Limitations existed despite our best efforts in creating and following a rigorous and robust study protocol. Although we emphasised to all participants that reading around the subject was not allowed outside the allocated educational sessions, we were unable to ensure that participants did not read more about skin surgery and local flaps. The relatively low scores obtained are likely to be due to the students selected being complete novices who had not been exposed to skin surgery concepts, had not completed any basic surgical skills training courses prior to the study and had not receive any procedural skills training during the study. The fact that the OSATS scoring system was designed to assess performance of surgeons in training, and the interval between learning and testing was 4 weeks, could also have contributed to further loss of scores in marking. The final assessment OSATS scoring system was derived from a validated bench model assessment and was modified to fit the progression of advancement flap and rotational flap as designated in the simulation software. This may have disadvantaged the control group, who were learning the operative steps from independent literature not directly linked to a task analysis. Lastly, the small sample size and the small difference in average scores, though statistically significant, highlight the need for further evaluation and testing through larger studies that also include surgical trainees.

Conclusions

The BaSSiS interactive mobile simulation App showed a statistically significant improvement in both MCQ and Task Analysis average scores for novice students learning about basics of facial skin surgery and local flaps. It provided an efficient method of learning three different local flap techniques for facial soft tissue reconstruction and helped in recalling steps involved in the surgery in a fluid manner.

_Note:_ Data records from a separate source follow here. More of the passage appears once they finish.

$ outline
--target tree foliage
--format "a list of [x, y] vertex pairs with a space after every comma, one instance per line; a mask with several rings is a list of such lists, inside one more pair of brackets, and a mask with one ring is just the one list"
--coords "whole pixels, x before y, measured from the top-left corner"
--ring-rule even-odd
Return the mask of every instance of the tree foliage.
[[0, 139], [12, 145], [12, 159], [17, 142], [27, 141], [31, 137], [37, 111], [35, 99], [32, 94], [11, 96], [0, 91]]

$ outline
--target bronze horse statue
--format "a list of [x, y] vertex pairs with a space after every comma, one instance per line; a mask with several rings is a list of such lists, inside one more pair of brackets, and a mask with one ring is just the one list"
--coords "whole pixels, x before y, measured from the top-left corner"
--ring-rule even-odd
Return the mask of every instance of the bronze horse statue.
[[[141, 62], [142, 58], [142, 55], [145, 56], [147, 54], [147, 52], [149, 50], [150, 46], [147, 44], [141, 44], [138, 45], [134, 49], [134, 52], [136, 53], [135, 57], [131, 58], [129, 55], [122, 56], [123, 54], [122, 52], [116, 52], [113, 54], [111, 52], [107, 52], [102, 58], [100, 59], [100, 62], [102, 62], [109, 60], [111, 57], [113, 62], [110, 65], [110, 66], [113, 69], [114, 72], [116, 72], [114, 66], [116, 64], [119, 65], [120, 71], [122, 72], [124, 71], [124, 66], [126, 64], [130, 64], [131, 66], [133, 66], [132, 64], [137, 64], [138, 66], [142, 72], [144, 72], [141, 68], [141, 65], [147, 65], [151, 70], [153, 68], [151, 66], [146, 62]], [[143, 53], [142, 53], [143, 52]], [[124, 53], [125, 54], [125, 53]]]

Our research group envisages the development, testing and validation of further touch-based simulations covering several core skin surgery procedures that would be offered to medical students and junior surgical trainees in a virtual operating theatre, in the hope of allowing them to practice basic concepts, learn the relevant surgical anatomy and steps of the operation in a safe environment, on demand in any setting, at any time, reaching a higher stage of technical ability and knowledge, before applying them in a real-operating theatre. Part of this work will involve further exploring the advantages and risks of using such touch-based mobile simulation Apps for teaching procedural knowledge.